Auslander grew up in an Orthodox home in upstate Monsey. He graduated from a religious school, and then dropped out of Queens College after a few weeks. He immediately moved to Manhattan and starting working as a writer at an advertising agency. He liked writing, and the money was good, but he didn’t consider writing for himself until years later. His shrink suggested it, he said.
All along he was reading voraciously — Beckett, O’Connor, Roth, Celine — many of whom shared his darkly comic sensibility. As he began funneling their sensibilities through his own voice, story ideas began to emerge. He approached Kloske with an idea for a satire of the Bible — a sort of tabloid Torah — which eventually turned into “Beware of God,” a collection of short stories.
After Auslander appeared on Ira Glass’ NPR show, “This American Life,” to promote the book, Glass asked him back to contribute occasional on-air stories. Quickly, Auslander became part of the literary establishment. The New Yorker’s editor, David Remnick, asked him to contribute pieces two years ago, then came The New York Times, The Guardian and GQ. But, Auslander, says, “I’m the last person in the world I thought this would happen to. I just don’t give a f—.”
As for his beef with the Holocaust, he says his problem stems from childhood. He remembers being shown footage of death camp survivors from the time he was about seven, with Holocaust education being hammered down his throat as incessantly as was the fear of God. The implicit lesson he took from it was: “The world hates you, so don’t leave the fold,” he said. He sees the Holocaust as (like God) another control mechanism meant to keep Jews together.
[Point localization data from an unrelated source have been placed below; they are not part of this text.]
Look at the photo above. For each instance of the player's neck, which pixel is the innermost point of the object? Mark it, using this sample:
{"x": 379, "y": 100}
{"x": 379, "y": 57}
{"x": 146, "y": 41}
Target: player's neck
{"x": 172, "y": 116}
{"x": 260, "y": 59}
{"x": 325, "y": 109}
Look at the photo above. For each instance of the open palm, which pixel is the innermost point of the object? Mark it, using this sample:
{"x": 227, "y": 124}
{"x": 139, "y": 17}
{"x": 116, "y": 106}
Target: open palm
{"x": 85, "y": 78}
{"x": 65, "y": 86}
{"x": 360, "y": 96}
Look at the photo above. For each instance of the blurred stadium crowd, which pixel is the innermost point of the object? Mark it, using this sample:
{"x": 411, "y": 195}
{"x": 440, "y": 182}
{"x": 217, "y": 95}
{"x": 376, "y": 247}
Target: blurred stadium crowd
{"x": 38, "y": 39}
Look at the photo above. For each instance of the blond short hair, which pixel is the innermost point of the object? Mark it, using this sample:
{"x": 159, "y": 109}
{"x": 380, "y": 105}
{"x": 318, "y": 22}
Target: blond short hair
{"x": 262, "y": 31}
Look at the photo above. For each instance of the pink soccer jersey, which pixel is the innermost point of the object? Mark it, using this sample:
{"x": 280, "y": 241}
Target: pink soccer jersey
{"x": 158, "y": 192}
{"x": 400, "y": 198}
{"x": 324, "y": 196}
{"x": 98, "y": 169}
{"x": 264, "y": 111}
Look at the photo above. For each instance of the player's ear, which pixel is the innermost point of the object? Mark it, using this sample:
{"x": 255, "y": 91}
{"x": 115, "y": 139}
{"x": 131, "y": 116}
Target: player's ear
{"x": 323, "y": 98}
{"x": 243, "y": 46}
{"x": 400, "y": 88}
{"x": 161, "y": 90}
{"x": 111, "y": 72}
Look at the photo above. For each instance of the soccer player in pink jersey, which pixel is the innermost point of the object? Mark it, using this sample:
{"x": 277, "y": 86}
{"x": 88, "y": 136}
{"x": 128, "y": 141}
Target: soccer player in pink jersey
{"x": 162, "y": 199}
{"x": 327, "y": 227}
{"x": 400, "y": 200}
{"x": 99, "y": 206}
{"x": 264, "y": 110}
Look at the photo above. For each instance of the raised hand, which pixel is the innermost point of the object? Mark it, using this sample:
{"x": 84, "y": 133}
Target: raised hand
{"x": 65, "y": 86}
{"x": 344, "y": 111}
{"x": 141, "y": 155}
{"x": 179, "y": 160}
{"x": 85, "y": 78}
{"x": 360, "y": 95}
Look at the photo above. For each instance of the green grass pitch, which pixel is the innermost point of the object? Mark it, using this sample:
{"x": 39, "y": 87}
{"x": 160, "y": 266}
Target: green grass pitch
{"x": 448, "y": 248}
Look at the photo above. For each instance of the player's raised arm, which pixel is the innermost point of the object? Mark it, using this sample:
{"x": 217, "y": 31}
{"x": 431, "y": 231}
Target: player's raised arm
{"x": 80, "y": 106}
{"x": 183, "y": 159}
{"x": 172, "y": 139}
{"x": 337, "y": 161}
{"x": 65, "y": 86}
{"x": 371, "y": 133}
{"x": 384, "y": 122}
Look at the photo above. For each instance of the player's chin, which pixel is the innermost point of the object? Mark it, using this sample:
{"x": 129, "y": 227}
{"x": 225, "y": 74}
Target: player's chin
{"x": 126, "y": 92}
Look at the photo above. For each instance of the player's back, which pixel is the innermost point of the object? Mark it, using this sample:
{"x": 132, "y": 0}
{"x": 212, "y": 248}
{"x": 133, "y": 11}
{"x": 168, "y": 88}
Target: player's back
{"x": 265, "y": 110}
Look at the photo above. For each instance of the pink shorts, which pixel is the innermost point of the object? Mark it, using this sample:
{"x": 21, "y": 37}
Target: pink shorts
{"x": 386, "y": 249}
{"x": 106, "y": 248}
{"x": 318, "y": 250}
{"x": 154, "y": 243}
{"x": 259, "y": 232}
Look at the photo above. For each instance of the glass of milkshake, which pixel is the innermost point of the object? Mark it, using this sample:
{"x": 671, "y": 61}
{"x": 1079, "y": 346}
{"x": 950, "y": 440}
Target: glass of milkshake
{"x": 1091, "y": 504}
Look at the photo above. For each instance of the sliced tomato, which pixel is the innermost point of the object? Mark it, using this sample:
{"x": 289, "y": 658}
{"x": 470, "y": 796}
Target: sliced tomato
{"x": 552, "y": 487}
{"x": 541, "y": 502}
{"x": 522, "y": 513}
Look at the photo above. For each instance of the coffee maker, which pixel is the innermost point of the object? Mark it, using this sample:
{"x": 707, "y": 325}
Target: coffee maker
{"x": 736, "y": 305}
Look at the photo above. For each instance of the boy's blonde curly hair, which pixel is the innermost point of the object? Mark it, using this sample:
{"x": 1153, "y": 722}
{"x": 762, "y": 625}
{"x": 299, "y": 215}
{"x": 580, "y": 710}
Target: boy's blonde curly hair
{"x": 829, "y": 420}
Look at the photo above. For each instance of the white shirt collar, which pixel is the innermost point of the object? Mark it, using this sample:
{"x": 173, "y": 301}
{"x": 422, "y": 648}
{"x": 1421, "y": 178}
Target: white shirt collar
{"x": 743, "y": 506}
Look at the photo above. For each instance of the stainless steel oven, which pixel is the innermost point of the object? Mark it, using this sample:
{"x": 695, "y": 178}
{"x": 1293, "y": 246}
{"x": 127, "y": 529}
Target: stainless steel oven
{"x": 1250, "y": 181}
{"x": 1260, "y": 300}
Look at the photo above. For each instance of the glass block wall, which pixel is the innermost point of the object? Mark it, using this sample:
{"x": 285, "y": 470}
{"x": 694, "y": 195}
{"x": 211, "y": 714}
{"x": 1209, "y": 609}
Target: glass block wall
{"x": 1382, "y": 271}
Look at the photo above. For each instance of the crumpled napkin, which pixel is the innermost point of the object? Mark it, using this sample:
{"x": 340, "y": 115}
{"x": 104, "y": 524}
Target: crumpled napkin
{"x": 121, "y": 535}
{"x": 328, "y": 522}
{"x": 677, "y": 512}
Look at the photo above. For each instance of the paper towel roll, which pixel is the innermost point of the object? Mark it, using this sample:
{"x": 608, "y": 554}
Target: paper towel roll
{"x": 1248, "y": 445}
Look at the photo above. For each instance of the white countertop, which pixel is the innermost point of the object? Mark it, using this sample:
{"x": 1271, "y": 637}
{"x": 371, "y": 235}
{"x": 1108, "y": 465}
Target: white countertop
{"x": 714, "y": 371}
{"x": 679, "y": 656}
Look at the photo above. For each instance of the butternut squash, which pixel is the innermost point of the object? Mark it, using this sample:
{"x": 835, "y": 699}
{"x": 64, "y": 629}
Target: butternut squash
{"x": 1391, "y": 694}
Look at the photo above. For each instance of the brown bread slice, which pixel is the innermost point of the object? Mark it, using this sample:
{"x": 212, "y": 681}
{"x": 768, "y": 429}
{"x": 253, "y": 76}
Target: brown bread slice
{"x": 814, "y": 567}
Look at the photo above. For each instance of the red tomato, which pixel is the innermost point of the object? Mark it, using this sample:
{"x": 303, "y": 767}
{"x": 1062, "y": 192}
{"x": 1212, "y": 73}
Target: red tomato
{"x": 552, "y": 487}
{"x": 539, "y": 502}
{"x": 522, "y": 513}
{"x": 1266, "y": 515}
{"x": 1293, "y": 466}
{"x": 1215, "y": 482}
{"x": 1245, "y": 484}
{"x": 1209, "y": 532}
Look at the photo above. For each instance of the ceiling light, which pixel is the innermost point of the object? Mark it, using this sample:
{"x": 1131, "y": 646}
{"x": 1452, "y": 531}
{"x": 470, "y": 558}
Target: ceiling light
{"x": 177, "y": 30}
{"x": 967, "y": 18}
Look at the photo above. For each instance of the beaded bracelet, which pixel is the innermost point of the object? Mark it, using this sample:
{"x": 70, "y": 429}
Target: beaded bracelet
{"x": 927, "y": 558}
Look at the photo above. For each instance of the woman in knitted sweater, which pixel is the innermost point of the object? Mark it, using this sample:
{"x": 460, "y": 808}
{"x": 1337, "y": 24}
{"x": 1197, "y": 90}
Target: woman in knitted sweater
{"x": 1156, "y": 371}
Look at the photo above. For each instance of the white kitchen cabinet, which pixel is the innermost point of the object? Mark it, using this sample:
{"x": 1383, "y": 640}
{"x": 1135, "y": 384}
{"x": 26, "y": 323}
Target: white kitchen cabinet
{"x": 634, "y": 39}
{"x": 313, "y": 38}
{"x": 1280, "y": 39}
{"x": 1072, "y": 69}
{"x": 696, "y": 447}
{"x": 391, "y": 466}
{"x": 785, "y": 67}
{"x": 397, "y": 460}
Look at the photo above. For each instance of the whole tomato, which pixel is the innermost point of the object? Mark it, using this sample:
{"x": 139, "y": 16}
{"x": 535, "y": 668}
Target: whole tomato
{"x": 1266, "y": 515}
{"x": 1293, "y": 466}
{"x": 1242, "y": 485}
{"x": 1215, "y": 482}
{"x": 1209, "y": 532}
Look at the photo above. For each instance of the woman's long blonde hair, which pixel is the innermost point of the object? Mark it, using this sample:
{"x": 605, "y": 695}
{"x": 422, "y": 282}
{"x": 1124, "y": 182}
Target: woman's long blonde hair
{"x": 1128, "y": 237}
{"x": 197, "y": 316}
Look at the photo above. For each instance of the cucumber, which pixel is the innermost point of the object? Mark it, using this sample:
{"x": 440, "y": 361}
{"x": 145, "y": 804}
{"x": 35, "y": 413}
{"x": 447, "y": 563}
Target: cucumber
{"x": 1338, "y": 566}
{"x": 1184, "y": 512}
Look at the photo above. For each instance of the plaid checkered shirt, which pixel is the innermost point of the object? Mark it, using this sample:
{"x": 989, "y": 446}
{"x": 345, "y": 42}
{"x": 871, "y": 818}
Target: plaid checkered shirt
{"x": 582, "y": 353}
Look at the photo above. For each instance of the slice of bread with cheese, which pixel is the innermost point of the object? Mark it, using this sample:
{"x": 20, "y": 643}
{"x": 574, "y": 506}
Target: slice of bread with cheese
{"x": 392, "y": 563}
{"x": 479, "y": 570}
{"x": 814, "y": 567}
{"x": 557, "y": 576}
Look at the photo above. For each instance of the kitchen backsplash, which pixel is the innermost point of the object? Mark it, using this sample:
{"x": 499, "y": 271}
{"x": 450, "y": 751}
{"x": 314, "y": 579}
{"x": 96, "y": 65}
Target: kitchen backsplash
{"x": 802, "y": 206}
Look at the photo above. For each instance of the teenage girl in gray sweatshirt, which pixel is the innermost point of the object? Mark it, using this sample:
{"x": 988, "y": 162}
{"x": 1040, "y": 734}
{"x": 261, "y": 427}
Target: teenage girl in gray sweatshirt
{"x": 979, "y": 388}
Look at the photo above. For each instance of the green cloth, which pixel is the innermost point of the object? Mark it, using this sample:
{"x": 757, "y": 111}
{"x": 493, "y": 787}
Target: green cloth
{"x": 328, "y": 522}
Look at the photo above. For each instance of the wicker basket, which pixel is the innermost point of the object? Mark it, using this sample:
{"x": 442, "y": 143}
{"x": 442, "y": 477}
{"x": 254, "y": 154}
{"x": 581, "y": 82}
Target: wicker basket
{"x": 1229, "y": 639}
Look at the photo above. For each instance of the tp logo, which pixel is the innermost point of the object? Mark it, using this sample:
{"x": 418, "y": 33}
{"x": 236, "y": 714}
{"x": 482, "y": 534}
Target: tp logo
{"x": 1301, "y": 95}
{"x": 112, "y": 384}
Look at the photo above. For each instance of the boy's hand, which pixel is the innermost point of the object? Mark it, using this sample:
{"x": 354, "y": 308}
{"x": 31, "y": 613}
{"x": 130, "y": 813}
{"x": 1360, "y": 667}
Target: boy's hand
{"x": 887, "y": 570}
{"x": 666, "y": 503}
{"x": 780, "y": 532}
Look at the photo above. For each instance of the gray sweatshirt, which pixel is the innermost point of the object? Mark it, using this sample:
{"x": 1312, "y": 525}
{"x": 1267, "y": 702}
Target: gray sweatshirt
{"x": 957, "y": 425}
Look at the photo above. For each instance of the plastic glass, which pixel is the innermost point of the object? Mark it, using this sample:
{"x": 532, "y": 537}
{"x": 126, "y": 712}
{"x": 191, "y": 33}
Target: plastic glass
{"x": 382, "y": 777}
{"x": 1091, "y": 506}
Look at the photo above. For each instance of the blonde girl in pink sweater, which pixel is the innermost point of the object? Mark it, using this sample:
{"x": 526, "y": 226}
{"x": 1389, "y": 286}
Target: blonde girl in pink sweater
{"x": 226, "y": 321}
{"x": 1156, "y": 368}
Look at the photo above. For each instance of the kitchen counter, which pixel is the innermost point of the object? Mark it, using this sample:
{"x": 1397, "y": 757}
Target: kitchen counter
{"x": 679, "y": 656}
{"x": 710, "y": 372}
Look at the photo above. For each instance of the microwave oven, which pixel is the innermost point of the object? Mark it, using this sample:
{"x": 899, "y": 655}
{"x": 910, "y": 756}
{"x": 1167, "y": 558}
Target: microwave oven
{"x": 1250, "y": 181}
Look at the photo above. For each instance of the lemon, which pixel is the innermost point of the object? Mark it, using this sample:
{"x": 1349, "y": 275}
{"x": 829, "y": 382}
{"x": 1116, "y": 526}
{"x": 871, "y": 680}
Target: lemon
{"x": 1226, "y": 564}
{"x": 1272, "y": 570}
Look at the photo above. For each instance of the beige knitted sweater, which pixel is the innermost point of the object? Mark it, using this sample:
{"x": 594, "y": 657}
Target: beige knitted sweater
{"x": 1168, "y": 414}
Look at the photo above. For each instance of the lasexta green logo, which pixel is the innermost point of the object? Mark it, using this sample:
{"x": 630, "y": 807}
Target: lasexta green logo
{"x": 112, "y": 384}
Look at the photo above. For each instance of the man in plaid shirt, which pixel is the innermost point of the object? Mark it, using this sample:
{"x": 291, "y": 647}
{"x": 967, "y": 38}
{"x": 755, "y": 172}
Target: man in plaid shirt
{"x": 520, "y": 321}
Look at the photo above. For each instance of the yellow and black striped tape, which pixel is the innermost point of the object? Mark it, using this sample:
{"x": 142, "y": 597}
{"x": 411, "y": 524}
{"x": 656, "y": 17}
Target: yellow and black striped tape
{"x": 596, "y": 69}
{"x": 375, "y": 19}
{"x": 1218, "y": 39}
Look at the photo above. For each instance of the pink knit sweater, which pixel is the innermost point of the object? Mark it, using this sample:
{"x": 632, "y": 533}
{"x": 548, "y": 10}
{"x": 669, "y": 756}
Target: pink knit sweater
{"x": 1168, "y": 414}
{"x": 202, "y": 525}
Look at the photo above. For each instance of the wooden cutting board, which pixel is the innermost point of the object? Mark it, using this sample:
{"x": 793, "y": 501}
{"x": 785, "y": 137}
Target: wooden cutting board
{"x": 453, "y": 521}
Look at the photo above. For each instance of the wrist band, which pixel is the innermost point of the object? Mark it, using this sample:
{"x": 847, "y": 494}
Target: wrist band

But when asked if his truculent attitude toward Judaism was a rejection of the whole culture, he was ready with a response: “I continue to be more observant than most secular Jews I know. Because I struggle with it, and because I think about it a lot more.” His problem is not with the Jewish religion or culture per se, only with how they’ve been hijacked by many Jewish groups — be they secular right-wing Zionists or Orthodox Jews.
“The Chosen People? Probably the worst idea that any marketer every came up with,” he said. “I see my Jewish tradition as a history of general s— stirrers. Beginning with Abraham smashing idols, to Lenny Bruce and Woody Allen, there’s a long line of people who said, What if? Why not? They were the What-if’ers, the questioners, the s— stirrers. I like that tradition.”
Auslander, now 40, stopped being traditionally observant in his mid-20s. He married a secular Jewish woman and, like his fictional character Kugel, moved to upstate New York several years ago. He is raising his two children — Paix and Lux (French for “peace” and Latin for “light,” respectively) — with a Jewish identity, but he refused to have them circumcised by a mohel.
Still, he wonders what he’ll teach them about Judaism once they begin to ask questions about God or the Holocaust, having so thoroughly skewered the issues in his books. “I’ve written [a book about the Holocaust] now, and I still don’t know what the f— I’m going to tell them. I still haven’t figured it out.”
To be fair, “Hope: A Tragedy” does offers moments of repose, and some resolution, amid all the creative destruction. While the book is an extended rebuke of the idea of hope — a sort of secular god, in Auslander’s telling — he realizes that it’s something we cannot wish away.
“Some people will rewrite the past as better than it was, some people will rewrite it as worse” says one of Auslander’s shrewder characters, a real estate broker named Eve. “But one way or the other, I promise you, fiction will return, if only because the nonfiction is too damned much to bear.”